A timely and penetrating mystery about the intersection of policing, racism, and the community—set in a city at its boiling point—from an author who’s been in the trenches and seen it all.
A senseless act of violence.
During a vigil calling for police reform, students from Spelman College, a historically black women’s institution, are assaulted by rifle fire from a passing vehicle. On her way to interview witnesses, Detective Sarah “Salt” Alt confronts the fleeing vehicle of the suspects, but they get away.
A city in turmoil.
While other detectives take the lead on the Spelman murders, Salt is tasked to investigate the case of a recently discovered decomposed body. When she combs through the missing-persons reports, it becomes clear the victim is a girl Salt took into custody two years before, and Salt feels a grave responsibility to learn the truth about how the girl died. But before she can pursue any leads, Salt is called onto emergency riot detail—in the wake of the assault on the Spelman students, Atlanta has reached the boiling point.

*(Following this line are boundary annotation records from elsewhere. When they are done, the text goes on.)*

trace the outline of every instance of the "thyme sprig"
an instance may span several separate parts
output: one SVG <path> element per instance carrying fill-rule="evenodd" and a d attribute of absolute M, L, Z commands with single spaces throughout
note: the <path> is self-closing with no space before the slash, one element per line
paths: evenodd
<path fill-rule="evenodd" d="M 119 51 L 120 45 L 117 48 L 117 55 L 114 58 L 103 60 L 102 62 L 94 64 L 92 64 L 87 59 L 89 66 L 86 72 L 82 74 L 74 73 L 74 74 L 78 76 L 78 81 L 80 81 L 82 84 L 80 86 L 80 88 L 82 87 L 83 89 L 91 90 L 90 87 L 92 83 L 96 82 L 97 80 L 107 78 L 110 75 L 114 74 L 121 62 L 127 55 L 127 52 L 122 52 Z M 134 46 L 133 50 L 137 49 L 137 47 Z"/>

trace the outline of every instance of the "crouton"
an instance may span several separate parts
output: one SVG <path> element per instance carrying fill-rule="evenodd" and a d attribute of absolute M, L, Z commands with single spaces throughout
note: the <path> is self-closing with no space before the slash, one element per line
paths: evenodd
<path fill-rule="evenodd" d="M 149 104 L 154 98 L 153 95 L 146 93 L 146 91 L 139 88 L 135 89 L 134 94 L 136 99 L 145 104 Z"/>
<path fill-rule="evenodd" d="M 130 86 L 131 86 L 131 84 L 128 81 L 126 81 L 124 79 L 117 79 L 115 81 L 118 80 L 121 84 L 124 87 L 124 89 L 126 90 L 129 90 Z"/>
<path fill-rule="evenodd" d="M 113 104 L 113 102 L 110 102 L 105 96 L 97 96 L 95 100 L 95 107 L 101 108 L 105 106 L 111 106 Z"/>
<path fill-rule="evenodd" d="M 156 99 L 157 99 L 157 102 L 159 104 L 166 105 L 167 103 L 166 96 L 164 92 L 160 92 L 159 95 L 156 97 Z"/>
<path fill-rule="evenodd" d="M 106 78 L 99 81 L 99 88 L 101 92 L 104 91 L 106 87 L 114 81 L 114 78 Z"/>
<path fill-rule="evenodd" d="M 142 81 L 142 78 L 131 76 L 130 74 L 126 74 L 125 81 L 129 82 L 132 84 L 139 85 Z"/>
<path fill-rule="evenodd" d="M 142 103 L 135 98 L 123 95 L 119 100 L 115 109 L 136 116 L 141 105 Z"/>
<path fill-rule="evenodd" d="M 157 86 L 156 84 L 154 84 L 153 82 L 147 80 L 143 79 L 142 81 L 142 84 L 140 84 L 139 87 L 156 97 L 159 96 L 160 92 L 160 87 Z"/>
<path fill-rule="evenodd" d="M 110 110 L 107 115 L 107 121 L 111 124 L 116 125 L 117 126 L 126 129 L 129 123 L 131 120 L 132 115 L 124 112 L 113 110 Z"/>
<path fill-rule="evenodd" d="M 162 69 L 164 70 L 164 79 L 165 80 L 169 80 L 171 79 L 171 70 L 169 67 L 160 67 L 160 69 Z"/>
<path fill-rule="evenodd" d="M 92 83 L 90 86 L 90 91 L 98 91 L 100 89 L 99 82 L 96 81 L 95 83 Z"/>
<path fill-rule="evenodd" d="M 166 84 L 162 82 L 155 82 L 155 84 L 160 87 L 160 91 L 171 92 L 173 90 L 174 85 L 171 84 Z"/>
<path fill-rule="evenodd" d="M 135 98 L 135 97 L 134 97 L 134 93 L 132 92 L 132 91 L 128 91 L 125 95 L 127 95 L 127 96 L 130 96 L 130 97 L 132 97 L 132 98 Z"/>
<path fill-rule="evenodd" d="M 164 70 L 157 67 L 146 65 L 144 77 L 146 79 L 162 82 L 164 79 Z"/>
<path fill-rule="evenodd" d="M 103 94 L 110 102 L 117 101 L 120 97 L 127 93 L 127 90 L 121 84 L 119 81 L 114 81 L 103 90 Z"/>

In a city burdened by history and a community erupting in pain and anger, Salt must delve into the past for answers. A gripping and astute story about what it means to serve and protect, Old Bones solidifies Trudy Nan Boyce as an evocative, authoritative voice in crime fiction.
Old Bones nails the issue of racism and portrays the real life of a police officer. The well-developed characters drive the plot forward, and two storylines maintain pacing throughout. However, the story’s focus is more on process than suspense. Police procedural genre fans will enjoy the consistent use of street language and police terminology, but the terms may also confuse those who are unfamiliar with them.
There are references to Detective Alt’s past and the need for her to have a psych evaluation to decide whether she is fit for duty, but there is no background provided for the references.